Please remember the opinions expressed on Patient Power are not necessarily the views of our sponsors, contributors, partners or Patient Power. Our discussions are not a substitute for seeking medical advice or care from your own doctor. That’s how you’ll get care that’s most appropriate for you.

Andrew Schorr:

When you go into the lab and all the people who work with you—does it feel like you’re going to war? 

Dr. Trikha:                 

It really is, and I think we try to remind ourselves that we are fighting and every day matters because it isn’t—we have to create a sense of urgency.

So, what I try to share with my team is “Put yourself”—we live in this world that is a regulated environment. We don’t get to see the patients. We’re not allowed. But, what we try to do is say, “Patient No. 101 is a 56-year-old female.” I say, “I’m 56, or 65. It’s a woman, probably a mother, probably a daughter, probably has friends, probably has a life.”

Andrew Schorr:         

Send in your pictures to AbbVie here and they’re going to stick them on the wall.

Dr.

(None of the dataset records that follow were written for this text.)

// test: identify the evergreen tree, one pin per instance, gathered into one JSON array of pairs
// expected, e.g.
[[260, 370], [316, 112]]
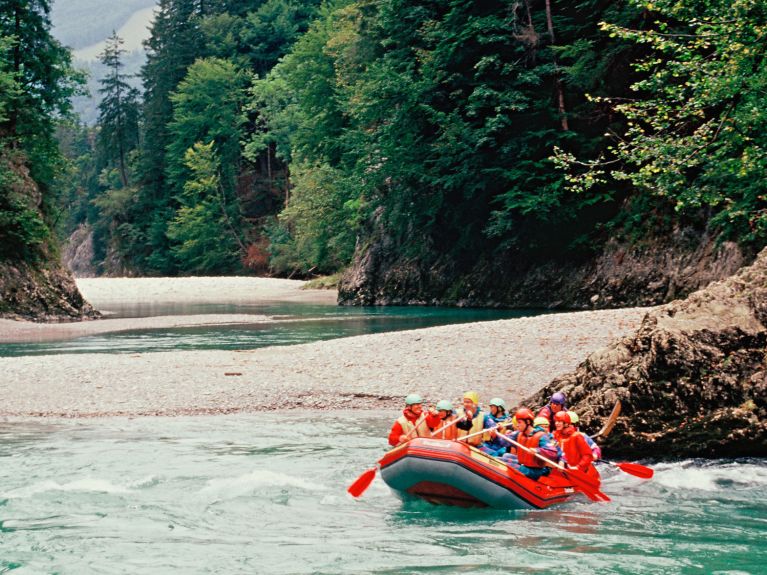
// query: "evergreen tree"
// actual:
[[696, 138], [118, 120], [205, 240], [37, 71]]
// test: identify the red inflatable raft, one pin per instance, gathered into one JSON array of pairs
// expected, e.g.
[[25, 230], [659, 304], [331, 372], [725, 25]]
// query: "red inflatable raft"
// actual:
[[453, 473]]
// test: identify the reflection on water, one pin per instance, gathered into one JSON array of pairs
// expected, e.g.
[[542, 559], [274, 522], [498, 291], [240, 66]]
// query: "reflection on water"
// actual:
[[295, 324], [266, 494]]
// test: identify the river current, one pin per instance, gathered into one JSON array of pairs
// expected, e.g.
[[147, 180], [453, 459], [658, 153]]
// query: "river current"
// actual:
[[265, 493]]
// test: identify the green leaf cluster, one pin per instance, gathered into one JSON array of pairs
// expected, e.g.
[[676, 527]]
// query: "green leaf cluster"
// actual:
[[696, 134]]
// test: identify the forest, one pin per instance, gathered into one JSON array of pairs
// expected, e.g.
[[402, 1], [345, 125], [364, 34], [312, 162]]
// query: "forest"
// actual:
[[280, 137]]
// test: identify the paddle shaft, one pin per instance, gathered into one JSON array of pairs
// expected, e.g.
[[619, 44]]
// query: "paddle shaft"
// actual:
[[444, 427]]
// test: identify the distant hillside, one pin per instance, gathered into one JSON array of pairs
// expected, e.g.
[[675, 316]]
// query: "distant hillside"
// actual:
[[82, 23], [75, 26]]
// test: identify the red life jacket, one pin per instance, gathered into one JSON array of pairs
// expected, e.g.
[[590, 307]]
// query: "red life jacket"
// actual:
[[577, 451], [531, 442], [450, 432]]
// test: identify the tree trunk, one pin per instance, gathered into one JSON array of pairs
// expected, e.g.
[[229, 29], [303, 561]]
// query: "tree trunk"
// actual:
[[558, 79]]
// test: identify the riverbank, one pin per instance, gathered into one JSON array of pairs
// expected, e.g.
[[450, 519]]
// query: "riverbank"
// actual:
[[511, 358], [110, 293]]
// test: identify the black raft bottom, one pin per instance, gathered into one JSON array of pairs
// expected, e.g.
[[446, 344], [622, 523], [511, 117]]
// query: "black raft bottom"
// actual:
[[441, 494]]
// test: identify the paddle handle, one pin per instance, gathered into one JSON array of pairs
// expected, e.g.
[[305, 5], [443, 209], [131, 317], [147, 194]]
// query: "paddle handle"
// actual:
[[465, 437], [538, 455]]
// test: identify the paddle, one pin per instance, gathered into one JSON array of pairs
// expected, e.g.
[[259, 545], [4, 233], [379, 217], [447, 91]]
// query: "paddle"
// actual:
[[610, 423], [361, 484], [631, 468], [444, 427], [634, 469], [580, 480]]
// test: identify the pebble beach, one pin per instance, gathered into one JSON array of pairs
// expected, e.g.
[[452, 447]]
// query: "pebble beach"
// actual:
[[508, 358]]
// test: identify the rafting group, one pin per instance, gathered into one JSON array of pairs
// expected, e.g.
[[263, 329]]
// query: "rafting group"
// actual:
[[523, 440], [475, 458]]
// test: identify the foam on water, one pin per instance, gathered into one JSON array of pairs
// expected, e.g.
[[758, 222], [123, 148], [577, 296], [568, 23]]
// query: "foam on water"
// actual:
[[244, 484], [86, 485], [228, 494], [707, 476]]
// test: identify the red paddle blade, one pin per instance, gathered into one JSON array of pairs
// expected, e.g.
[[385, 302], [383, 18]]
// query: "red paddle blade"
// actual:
[[636, 470], [362, 483]]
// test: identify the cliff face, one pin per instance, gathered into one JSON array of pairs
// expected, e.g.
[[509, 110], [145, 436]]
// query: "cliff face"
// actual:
[[38, 293], [619, 275], [35, 286], [692, 381]]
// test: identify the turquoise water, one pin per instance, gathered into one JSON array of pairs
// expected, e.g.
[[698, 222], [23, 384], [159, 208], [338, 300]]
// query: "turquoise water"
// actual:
[[296, 323], [266, 494]]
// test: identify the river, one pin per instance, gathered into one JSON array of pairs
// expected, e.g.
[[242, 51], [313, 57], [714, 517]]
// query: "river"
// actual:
[[266, 494]]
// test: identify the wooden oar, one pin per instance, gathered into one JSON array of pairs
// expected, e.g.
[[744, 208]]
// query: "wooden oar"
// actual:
[[580, 480], [634, 469], [610, 423], [361, 484], [631, 468], [444, 427]]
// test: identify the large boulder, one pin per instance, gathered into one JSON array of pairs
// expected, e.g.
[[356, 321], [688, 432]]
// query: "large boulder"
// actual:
[[41, 293], [692, 380]]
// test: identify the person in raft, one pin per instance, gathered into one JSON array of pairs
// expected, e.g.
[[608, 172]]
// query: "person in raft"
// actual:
[[492, 444], [596, 451], [535, 438], [472, 419], [445, 427], [555, 405], [575, 450], [413, 422]]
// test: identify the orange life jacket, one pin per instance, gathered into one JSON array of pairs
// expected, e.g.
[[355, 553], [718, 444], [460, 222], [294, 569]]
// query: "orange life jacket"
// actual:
[[449, 433], [477, 424], [531, 442], [421, 429]]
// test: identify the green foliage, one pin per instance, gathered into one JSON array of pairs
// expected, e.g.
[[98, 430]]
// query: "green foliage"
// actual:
[[118, 112], [9, 88], [22, 229], [204, 240], [320, 221], [439, 117], [206, 106], [36, 82], [697, 130]]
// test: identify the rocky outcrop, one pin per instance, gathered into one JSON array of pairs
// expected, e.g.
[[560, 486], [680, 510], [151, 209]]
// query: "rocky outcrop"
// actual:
[[620, 274], [40, 294], [692, 380], [33, 283]]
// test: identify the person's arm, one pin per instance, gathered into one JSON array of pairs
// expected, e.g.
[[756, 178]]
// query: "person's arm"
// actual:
[[433, 421], [584, 452], [596, 451], [395, 434], [464, 424]]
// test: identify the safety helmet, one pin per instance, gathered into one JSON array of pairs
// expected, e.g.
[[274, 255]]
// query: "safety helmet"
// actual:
[[524, 413], [562, 416], [444, 405], [413, 398], [498, 402], [559, 398]]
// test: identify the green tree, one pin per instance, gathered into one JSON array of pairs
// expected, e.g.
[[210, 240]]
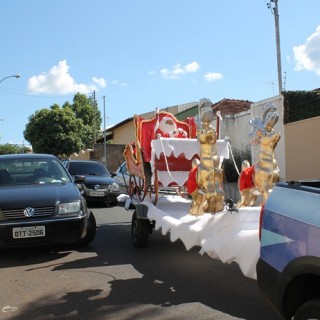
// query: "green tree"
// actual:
[[65, 130], [55, 130], [86, 109]]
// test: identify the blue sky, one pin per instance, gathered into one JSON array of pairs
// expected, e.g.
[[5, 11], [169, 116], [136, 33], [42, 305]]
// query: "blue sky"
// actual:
[[147, 54]]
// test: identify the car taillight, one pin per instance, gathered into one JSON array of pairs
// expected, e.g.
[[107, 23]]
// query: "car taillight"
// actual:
[[260, 219]]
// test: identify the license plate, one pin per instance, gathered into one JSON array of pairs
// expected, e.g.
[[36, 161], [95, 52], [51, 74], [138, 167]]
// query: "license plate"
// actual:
[[96, 194], [29, 232]]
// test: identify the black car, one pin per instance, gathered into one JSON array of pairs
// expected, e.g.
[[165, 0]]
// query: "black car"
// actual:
[[98, 184], [40, 204]]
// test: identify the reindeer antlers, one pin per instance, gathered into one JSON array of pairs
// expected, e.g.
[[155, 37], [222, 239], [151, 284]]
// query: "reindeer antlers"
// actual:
[[266, 124]]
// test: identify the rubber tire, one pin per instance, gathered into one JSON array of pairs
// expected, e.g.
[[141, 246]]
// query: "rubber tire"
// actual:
[[140, 230], [91, 231], [310, 310]]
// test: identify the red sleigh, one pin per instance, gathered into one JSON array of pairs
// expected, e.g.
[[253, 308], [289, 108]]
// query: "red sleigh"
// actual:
[[160, 161]]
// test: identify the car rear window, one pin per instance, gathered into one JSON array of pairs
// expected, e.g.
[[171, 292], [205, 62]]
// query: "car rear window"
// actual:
[[87, 168]]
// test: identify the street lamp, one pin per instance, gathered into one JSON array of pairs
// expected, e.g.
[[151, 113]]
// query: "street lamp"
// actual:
[[13, 76]]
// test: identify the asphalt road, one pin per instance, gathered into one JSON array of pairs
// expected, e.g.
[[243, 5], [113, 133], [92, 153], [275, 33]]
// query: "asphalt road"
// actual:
[[110, 279]]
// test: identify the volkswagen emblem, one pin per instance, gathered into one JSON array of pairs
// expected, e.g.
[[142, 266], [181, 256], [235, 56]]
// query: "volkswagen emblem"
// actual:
[[28, 212]]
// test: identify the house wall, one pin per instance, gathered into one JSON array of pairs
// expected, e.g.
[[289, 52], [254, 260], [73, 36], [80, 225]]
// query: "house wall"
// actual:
[[124, 134], [302, 149]]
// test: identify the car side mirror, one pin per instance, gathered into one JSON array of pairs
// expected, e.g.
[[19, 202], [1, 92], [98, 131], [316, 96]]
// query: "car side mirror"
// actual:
[[79, 179]]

Trikha:                 

I think that’s how you have to motivate because so much of what we’re doing doesn’t work, and you just have to get up and say, “I’ve got to be right back at it.” 

Esther Schorr:            

It only takes one success to push it.

Dr. Trikha:                 

That’s why I call it short-term disappointment but long-term gratification, and that’s what gets us going and thinking about how we’re going to develop these cancer drugs.

Andrew Schorr:         

Thank you for all you do. So, are you encouraged—with all those failures, are you encouraged?

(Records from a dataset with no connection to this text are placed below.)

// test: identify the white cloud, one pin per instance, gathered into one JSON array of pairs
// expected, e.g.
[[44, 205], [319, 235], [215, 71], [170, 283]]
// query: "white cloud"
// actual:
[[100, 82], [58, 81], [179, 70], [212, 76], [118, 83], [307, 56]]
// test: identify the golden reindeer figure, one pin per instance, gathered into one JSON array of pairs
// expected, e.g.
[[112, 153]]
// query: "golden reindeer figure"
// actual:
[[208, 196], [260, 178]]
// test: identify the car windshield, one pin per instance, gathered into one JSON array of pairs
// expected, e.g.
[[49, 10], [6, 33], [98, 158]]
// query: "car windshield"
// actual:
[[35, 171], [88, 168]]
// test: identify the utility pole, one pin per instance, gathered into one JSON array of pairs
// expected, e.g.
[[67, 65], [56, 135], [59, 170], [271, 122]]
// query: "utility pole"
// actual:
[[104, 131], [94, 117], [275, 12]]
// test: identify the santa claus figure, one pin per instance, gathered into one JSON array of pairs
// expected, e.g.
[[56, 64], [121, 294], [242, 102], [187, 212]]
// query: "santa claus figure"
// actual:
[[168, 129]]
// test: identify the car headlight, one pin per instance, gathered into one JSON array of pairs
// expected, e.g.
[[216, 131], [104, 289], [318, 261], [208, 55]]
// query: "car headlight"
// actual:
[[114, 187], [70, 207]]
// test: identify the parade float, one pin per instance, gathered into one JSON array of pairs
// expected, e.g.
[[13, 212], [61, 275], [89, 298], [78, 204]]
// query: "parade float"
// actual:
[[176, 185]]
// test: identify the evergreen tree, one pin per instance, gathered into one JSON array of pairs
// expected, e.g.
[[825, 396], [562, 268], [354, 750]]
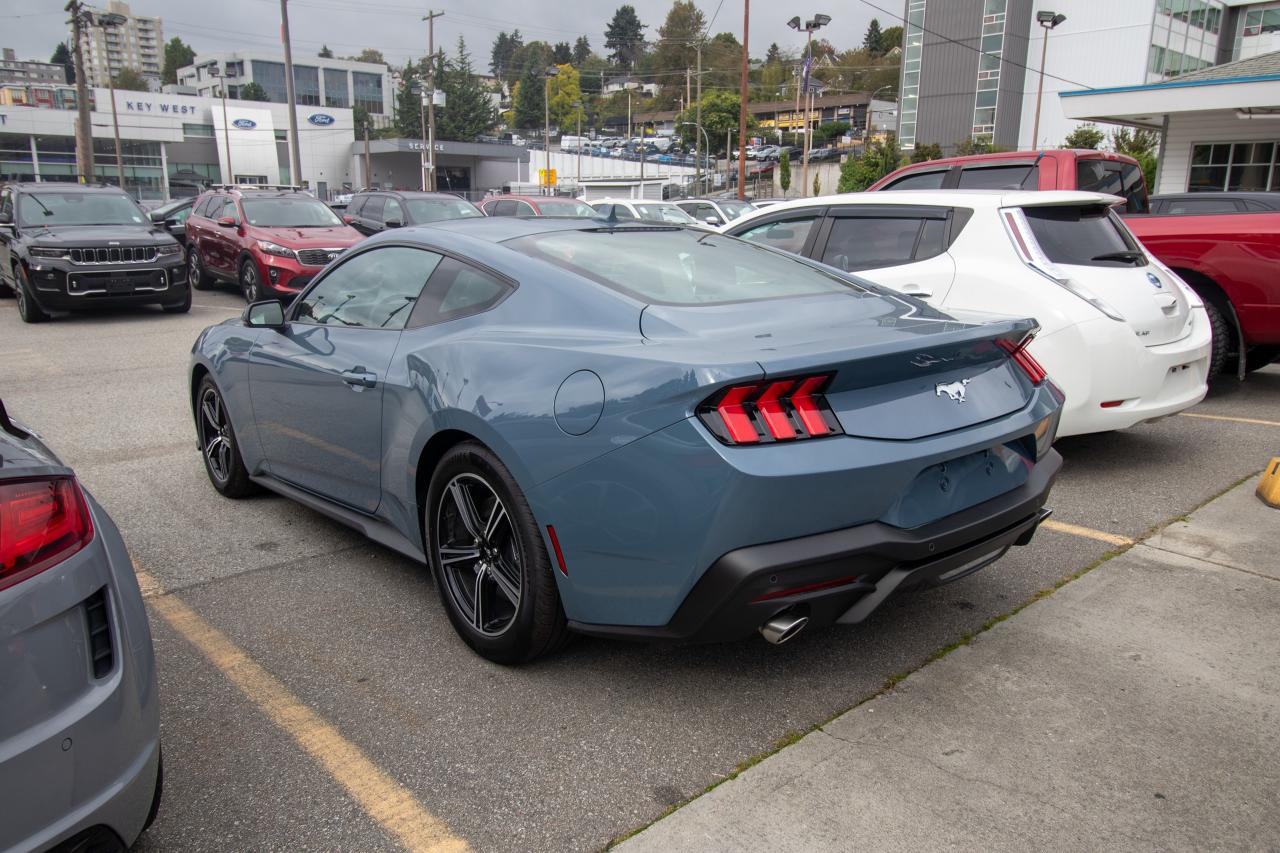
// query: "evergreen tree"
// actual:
[[469, 110], [177, 54], [625, 37], [873, 40], [63, 56]]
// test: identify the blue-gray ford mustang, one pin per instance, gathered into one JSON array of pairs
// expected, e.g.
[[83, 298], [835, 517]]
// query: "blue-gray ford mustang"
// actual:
[[632, 430]]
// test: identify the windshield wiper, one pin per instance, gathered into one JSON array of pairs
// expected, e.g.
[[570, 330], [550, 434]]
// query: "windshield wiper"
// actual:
[[1128, 254]]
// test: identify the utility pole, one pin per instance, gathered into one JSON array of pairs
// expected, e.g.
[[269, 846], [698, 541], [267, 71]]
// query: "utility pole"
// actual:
[[744, 92], [295, 151], [83, 131], [429, 178]]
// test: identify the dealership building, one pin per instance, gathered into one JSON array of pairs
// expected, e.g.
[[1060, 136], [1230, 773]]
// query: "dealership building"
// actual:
[[170, 142]]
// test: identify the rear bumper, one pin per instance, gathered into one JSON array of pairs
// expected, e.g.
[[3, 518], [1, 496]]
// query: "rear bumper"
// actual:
[[845, 575]]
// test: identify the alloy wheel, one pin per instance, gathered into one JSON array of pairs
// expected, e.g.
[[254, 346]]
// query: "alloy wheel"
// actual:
[[215, 436], [480, 555]]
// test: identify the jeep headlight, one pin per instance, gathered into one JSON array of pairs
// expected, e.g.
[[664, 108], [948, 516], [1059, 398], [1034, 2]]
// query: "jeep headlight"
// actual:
[[274, 249]]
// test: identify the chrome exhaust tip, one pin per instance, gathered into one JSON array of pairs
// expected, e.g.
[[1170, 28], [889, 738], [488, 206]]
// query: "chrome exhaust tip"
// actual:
[[784, 626]]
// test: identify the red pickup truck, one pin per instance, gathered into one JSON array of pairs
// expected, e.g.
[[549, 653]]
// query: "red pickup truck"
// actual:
[[1229, 259]]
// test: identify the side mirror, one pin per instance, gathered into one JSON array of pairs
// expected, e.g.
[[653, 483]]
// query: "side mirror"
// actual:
[[265, 315]]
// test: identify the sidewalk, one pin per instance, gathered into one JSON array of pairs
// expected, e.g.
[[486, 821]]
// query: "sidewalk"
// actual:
[[1137, 708]]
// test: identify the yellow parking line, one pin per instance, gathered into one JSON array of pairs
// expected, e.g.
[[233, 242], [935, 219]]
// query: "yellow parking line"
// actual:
[[383, 798], [1237, 420], [1089, 533]]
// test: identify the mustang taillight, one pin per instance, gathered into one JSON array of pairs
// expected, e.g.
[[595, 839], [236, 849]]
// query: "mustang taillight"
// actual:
[[41, 523], [1024, 359], [778, 410]]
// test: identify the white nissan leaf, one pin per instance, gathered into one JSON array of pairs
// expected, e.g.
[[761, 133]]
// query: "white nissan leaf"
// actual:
[[1121, 334]]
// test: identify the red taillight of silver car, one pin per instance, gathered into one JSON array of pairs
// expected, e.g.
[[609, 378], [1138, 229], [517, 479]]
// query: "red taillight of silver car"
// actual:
[[42, 521], [775, 410]]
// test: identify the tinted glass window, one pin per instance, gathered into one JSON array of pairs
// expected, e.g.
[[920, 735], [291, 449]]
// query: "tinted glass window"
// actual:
[[681, 265], [858, 242], [1008, 177], [787, 235], [1083, 236], [374, 290], [919, 181], [457, 290], [289, 213]]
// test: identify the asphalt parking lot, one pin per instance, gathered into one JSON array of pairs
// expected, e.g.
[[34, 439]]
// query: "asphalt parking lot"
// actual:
[[304, 670]]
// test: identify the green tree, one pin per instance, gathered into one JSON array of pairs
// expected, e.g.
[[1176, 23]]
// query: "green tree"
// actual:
[[1084, 136], [252, 91], [878, 159], [467, 110], [927, 151], [625, 37], [873, 40], [63, 56], [177, 54], [131, 80]]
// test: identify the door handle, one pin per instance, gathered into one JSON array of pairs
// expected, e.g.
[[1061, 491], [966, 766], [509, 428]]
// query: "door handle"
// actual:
[[360, 378]]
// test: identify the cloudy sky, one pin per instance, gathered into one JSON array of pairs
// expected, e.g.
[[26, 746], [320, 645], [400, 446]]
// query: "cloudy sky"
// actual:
[[397, 30]]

Dr. Trikha:                 

In all my years, I have never been more excited. There is a revolution going on. I think if you look at how our patients are living longer, compare that to just 10 years ago across the board. I am encouraged. Have we conquered cancer yet? Absolutely not. We are on that path and we have a lot more work to do, but we also should recognize that we’ve done some good work, and all of us collectively—the scientists, the clinicians, the patient advocates, the community, the family—if you put all of that together, you make a powerful fight. 

Andrew Schorr:         

And that’s what we’re getting. And also, as their drugs that they do in early development get to Mike and the clinics, and then Dr. Thompson says, “You know, there’s a trial we have here that we should discuss in the mix of what we have,” consider that.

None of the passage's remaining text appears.